Okay, so I’ve been messing around with SaltStack lately, and more specifically, the Salt API. It’s pretty cool for automating stuff, but I wanted to get a handle on how “heavy” it is – like, how much bandwidth it uses when I’m making calls to it. So, I did a little experiment, and here’s how it went down.
Getting Started
First, I needed to have Salt and the Salt API up and running. Thankfully, I already had a master and a minion set up for some other projects. If you don’t, you’ll need to get that sorted first. There are tons of guides online for that part, so I won’t bore you with the details here.
Making Some Calls
Next, I used a pretty simple `curl` command to ping the minion. This is about the most basic thing you can do with the Salt API. I wanted to see the raw size of the response. My command looked something like this:
It is important to note that I am testing with a simple execution, and testing on an enviroment that has only my test minion and the salt master server.
curl -sSk https://your_salt_master:8000/
-H 'Accept: application/x-yaml'
-H 'X-Auth-Token: your_token'
-d client='local'
-d tgt='your_minion'
-d fun='*'
I swapped out `your_salt_master`, `your_token`, and `your_minion` with my actual values. I used YAML for the output because it’s fairly easy to read.
Checking the Size
Now for the important part! Instead of just looking at the output, I wanted to measure the size. I did this on my local machine and tested the response size. Here’s the command.
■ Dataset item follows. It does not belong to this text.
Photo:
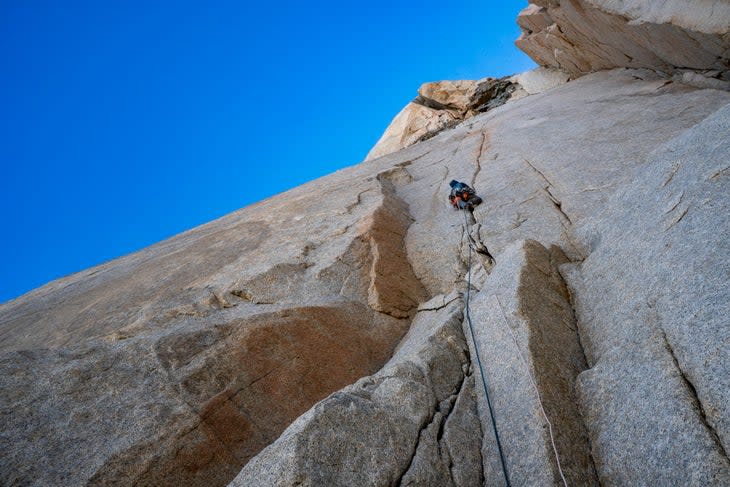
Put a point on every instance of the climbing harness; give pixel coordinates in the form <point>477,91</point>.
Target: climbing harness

curl -sSk https://your_salt_master:8000/
-H 'Accept: application/x-yaml'
-H 'X-Auth-Token: your_token'
-d client='local'
-d tgt='your_minion'
-d fun='*' -w '%{size_download}'
That `%{size_download}` part is the magic. It tells `curl` to print out the size of the downloaded data in bytes.
The Results
When I ran that, I got a number back… something like 145. This number is pretty important, This number might seem big, it all really depends, it told me that a simple `*` response, in YAML format, was about 145 bytes. Your mileage may vary, of course, depending on your setup and what you’re asking the minion to do.